If feeding deer is legal in your state, oats are a cheap and easy option; they’re easy to digest and rich in both fiber and carbohydrates. However, they’re a better option for winter than summer. Deer prefer fresh greenery and fruits in the summertime.

5.) Pre-mixed deer feed

If all of this seems intimidating, don’t worry; there are many commercial, pre-mixed deer feeds on the market. These pellets will provide all the nutrition a healthy deer will need, and usually have a little molasses or similar mixed into them to make them attractive and tasty.

What shouldn’t you feed deer in the summer?
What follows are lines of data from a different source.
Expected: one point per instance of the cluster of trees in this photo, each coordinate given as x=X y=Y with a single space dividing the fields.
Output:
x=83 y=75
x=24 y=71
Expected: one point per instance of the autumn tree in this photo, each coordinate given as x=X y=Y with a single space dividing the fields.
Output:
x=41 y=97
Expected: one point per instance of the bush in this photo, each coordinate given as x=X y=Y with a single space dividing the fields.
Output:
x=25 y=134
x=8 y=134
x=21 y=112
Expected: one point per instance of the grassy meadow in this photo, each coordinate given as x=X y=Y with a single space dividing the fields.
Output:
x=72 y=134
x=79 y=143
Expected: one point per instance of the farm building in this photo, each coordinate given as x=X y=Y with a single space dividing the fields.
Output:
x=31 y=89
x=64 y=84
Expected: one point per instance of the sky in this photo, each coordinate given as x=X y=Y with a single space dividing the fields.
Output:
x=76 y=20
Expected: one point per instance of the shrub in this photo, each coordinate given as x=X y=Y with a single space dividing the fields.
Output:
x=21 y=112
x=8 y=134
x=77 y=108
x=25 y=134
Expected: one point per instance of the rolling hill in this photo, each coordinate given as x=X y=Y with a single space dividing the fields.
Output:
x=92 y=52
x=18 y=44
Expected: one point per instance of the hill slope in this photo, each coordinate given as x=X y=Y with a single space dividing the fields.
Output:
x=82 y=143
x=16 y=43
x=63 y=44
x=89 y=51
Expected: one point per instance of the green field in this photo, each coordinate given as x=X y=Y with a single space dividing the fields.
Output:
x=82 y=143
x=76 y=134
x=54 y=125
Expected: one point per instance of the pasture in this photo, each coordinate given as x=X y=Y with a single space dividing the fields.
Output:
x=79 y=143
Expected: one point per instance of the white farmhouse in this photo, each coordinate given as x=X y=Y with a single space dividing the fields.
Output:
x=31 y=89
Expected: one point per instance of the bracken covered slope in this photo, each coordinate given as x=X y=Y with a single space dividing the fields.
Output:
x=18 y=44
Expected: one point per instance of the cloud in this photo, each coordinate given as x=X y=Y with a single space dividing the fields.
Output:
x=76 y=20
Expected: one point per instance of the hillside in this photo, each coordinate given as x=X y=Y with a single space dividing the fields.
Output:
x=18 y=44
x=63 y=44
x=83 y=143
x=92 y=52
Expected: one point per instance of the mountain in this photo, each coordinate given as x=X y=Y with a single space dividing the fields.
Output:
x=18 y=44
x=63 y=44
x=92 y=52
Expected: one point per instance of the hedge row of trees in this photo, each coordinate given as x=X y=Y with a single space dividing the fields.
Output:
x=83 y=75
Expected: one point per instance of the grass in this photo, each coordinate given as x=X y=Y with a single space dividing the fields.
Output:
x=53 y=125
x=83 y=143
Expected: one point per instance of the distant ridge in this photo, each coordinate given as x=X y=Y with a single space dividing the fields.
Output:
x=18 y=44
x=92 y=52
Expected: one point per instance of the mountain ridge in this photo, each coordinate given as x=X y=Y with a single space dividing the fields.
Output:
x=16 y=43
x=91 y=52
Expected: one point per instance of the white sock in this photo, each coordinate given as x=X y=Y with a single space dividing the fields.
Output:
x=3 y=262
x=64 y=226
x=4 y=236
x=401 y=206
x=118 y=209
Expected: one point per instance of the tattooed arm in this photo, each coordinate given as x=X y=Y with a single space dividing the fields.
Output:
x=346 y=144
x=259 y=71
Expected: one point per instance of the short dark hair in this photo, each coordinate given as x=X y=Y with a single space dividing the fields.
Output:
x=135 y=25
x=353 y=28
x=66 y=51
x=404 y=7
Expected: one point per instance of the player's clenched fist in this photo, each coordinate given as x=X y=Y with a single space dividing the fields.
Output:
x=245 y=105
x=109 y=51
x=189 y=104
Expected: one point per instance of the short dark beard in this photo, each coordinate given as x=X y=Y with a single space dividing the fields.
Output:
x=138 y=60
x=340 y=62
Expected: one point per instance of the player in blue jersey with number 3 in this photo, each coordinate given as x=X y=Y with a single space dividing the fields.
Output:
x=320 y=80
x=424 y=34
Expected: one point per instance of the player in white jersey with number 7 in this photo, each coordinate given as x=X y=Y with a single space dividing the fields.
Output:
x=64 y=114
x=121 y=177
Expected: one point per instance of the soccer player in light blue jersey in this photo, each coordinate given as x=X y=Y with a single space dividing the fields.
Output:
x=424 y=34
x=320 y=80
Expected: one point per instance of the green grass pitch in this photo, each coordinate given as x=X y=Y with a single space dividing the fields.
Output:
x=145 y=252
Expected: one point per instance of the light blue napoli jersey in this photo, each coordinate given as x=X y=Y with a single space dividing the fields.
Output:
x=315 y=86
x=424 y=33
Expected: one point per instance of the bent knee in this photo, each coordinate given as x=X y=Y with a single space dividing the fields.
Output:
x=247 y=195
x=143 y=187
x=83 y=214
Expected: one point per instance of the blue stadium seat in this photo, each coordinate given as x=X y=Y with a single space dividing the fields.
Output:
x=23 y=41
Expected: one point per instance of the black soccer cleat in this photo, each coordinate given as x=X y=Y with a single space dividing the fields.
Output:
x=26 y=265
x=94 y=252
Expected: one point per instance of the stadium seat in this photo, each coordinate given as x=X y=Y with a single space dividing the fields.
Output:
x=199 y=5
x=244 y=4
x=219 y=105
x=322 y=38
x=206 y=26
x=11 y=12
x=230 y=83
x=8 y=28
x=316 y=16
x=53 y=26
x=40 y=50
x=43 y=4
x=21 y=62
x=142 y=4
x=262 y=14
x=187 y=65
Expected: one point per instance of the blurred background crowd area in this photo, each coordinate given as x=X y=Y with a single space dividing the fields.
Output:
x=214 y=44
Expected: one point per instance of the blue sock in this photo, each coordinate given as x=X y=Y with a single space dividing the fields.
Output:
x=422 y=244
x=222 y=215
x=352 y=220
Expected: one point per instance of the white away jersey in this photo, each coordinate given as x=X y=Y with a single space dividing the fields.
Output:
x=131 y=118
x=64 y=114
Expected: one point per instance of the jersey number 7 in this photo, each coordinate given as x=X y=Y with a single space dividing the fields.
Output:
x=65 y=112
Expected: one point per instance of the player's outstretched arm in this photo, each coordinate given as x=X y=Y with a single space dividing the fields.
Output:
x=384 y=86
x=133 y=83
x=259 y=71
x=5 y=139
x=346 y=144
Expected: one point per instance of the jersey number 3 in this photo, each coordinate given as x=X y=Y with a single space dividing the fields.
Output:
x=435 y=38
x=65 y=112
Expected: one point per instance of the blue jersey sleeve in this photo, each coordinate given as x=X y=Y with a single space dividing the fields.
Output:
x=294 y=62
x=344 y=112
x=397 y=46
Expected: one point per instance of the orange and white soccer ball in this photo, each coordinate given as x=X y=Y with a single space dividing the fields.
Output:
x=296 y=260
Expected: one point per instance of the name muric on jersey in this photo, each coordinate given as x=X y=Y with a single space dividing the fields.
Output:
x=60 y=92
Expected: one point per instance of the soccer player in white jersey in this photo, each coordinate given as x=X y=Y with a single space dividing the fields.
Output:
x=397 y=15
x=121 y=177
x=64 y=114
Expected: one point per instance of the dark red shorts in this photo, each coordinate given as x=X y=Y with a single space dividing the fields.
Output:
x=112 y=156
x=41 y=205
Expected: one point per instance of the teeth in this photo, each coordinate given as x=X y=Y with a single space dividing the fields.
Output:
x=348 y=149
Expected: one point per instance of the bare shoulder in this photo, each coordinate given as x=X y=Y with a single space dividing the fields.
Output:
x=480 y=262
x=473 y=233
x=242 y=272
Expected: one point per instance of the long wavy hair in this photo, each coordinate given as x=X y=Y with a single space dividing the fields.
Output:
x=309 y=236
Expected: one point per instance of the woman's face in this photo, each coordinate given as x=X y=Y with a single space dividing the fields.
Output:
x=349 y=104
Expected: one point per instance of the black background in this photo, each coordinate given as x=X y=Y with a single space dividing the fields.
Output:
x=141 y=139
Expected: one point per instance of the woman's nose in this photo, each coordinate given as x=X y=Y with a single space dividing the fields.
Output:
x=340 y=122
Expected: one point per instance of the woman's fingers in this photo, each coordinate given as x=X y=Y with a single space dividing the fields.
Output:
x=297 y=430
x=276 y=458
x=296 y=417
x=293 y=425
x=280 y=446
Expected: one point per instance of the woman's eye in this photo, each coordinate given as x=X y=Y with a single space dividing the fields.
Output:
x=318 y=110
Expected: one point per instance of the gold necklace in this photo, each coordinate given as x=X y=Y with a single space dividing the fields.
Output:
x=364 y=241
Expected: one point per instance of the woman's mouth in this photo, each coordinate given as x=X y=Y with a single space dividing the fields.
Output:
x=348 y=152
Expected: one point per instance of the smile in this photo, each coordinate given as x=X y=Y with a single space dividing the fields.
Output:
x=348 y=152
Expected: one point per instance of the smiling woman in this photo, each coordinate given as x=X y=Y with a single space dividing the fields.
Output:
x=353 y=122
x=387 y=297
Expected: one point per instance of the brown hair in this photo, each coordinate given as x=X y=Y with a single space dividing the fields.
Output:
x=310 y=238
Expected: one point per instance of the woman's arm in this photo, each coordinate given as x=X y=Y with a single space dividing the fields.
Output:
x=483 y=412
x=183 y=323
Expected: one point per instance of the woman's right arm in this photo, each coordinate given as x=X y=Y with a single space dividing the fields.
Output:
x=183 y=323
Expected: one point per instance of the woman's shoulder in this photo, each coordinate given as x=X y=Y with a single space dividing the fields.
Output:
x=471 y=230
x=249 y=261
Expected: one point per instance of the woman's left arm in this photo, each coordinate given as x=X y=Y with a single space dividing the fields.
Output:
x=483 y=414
While a lot of commercial deer feeds include corn in moderate amounts, it’s not a good idea for you to feed regular dried corn or sweet corn to your deer. Corn has little nutritional value, is low in fiber, and it’s high in starch, making it very difficult for deer to digest. Too much corn can cause severe health problems in deer, possibly even killing them. This is also why it’s a bad idea to put out hay for deer; their digestive systems have trouble breaking it down and getting any nutrition from it, and it can be harmful to them. 

For the same reason, it’s a bad idea to feed wheat-based human foods like bread to wild deer. Cooked food in general just isn’t good for them, especially if it’s high in sugar.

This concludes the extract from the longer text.